The HKU research project Teach Us How to Feel: Embodied Knowledge and AI in the Creative Making Process explores how artificial intelligence (AI) and embodied knowledge interact – and could possibly work together – within artistic and design research. Its aim is to develop new creative strategies that bring together human intuition and technology.

Human knowledge is more than intelligence

Artificial intelligence is developing in rapid pace, yet at the core it remains a rational and automated phenomenon: it does not move, breathe, or feel like humans do. Human knowledge is therefore more than mere intelligence: it has physical, intuitive and relational aspects. Nonetheless, AI keeps finding more ways into our daily lives. And it increasingly affects our view on what knowledge is.

A field of tension

AI is still often overestimated in its ability to reproduce human experience. At the same time, we humans struggle to explicitly express our embodied knowledge, precisely because it is largely intuitive while our communication is based on language. Teach Us How to Feel investigates this field of tension: how can embodied knowledge and AI influence one another in the creative making process, and what can we learn from this about knowing, feeling and creating in artistic and design research? And how can AI and embodied knowledge collaborate in these research practices?

AI as an ‘other’

In artistic experiments, AI is not only approached as a technology, but as an ‘other’ – a partner and entity that challenges our physicality and touches upon our emotional self. For this purpose, HKU’s researchers are working with partners in the professional field as well as in education. Among them are MU Hybrid Art House in Eindhoven, a museum where contemporary art meets technology, Innovation:Lab, a platform for art, technology and science, and artists Katja Heitmann and Florian van Zandwijk are all involved in the collective research process. Also contributing to the research are HKU students from the minor Creative Research for Change (HKU Creative Transformation), the minor Artistic Immersive Experiences (HKU Media) and a new minor about AI.

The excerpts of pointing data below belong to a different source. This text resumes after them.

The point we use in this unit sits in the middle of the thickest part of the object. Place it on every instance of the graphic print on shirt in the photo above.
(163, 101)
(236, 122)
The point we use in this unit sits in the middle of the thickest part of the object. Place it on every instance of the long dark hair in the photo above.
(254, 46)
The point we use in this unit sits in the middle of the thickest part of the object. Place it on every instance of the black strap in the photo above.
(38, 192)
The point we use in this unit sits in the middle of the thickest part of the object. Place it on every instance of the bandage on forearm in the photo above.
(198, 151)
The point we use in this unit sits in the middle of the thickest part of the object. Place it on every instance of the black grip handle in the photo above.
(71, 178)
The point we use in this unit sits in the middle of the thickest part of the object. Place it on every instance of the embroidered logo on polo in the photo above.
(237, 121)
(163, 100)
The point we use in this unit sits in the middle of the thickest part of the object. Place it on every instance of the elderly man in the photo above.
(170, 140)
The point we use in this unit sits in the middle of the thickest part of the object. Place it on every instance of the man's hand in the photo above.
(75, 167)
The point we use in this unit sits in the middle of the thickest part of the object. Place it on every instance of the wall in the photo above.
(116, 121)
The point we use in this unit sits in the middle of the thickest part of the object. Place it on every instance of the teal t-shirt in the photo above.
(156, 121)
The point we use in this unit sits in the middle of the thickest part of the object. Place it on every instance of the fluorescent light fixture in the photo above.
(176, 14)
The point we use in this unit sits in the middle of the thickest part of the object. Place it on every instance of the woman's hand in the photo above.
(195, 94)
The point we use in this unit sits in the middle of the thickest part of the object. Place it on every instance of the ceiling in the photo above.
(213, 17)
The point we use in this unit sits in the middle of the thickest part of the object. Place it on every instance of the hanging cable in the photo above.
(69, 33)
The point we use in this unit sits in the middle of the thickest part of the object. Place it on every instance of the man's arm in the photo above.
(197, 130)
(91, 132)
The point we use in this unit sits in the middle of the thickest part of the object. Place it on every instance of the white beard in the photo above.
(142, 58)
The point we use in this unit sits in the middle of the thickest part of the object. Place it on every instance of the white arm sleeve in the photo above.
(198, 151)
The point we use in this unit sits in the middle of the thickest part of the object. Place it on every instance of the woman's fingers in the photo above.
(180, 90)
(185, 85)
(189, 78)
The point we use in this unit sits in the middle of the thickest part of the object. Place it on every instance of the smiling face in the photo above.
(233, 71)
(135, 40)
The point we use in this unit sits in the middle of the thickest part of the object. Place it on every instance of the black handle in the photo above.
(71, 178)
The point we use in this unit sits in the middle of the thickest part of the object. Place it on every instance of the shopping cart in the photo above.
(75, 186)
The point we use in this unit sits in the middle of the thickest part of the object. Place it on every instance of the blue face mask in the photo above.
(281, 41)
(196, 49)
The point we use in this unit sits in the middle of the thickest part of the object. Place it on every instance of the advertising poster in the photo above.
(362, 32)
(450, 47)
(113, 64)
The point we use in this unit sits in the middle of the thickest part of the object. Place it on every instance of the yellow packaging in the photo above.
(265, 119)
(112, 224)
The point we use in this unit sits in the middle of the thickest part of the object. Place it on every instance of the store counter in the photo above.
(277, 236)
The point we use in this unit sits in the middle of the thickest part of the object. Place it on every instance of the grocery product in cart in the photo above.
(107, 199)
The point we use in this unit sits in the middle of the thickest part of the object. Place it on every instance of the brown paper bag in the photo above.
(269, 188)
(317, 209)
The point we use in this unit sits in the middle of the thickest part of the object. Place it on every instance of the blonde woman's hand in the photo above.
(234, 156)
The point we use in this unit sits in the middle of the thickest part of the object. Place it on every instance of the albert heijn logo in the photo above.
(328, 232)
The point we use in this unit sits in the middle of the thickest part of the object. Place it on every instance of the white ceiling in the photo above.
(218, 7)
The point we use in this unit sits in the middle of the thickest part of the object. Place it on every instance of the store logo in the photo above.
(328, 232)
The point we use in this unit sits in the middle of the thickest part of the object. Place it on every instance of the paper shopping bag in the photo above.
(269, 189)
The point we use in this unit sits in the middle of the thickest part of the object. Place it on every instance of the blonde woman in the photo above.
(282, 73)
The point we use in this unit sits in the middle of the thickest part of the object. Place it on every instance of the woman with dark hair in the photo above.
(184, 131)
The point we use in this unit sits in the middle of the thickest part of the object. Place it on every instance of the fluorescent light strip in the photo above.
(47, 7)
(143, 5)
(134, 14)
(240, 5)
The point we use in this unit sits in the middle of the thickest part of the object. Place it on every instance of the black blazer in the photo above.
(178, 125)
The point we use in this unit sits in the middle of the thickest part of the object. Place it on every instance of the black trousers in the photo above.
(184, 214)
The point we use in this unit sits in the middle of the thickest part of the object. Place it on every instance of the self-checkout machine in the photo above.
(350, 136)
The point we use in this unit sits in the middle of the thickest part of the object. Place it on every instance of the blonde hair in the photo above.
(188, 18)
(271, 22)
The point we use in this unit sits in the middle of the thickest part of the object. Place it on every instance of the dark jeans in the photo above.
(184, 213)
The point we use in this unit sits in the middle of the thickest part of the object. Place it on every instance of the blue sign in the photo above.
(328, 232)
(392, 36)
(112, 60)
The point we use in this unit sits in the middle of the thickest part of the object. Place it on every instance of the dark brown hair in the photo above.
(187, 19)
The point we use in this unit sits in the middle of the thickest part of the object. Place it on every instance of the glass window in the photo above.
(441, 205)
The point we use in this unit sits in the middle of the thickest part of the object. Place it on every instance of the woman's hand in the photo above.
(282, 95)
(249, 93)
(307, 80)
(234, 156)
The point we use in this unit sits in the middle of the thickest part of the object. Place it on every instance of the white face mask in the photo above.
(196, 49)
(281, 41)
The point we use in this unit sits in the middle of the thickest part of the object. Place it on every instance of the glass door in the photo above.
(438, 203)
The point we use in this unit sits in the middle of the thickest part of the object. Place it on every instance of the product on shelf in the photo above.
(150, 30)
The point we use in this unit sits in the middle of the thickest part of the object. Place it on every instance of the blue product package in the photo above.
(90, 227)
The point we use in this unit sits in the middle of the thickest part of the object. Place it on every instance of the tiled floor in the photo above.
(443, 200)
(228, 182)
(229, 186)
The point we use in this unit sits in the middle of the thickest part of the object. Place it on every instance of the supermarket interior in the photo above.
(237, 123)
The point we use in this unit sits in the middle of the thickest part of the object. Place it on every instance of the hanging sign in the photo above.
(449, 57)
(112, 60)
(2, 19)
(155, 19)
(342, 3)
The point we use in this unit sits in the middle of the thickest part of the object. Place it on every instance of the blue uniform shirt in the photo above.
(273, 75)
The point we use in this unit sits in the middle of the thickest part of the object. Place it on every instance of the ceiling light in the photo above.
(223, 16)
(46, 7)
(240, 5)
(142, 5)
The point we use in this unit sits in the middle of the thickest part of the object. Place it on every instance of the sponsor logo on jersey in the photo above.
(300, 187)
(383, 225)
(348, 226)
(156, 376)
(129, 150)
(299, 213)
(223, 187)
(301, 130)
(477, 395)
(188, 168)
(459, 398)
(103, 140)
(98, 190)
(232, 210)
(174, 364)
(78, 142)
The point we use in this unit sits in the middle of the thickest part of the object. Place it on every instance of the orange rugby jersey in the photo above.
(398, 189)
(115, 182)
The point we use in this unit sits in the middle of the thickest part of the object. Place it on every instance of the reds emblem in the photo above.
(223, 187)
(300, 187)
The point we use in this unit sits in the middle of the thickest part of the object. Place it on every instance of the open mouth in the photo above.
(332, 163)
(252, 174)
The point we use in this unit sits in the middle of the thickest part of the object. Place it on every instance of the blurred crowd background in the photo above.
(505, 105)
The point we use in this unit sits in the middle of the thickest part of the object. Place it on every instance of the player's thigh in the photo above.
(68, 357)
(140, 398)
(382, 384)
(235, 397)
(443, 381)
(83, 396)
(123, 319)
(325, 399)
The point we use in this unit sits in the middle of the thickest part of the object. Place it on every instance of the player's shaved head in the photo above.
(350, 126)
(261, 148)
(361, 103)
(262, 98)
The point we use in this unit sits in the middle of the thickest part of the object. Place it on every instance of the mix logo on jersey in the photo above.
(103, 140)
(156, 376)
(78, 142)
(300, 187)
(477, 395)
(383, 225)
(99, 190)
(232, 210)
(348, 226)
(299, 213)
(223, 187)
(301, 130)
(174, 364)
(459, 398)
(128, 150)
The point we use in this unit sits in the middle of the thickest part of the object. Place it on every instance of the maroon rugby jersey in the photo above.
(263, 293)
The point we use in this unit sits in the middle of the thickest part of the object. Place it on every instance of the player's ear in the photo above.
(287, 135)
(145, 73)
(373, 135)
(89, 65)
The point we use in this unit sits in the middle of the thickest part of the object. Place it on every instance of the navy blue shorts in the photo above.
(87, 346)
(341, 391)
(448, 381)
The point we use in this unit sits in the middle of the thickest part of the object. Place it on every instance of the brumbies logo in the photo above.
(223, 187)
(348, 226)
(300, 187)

'This project is the start of a collective artistic research process around a theme that is deeply affecting our society'

- Associate lector Veerle Spronck

The value of embodied knowledge

Ultimately, the project seeks to develop new creative strategies and methods for working with AI – moving beyond dominant narratives of either optimistic technological progress or visions of a dystopian future. The project ponders they question whether AI can contribute valuable knowledge and language to the creative sector, and where embodied knowledge cannot be grasped by AI. In a world where AI is gaining ground, this project prompts us to pause and reconsider the value of the human body, intuition and sensory experience in relation to this ‘other’ form of intelligence.

Solutions for complex societal challenges

The project, that is starting in December 2025 and will last for 18 months, is part of the professorship Creative Practices in Entrepreneurship in collaboration with the professorship (Dis)connected Technology & Creativity. These professorships investigate how creative makers can contribute to solutions for complex societal challenges and how technology and creativity can mutually influence each other in this.

Artistic and Design Research Scheme

The project has been awarded funding under the new Artistic and Design Research Scheme of Regieorgaan SIA and the Creative Industries Fund NL.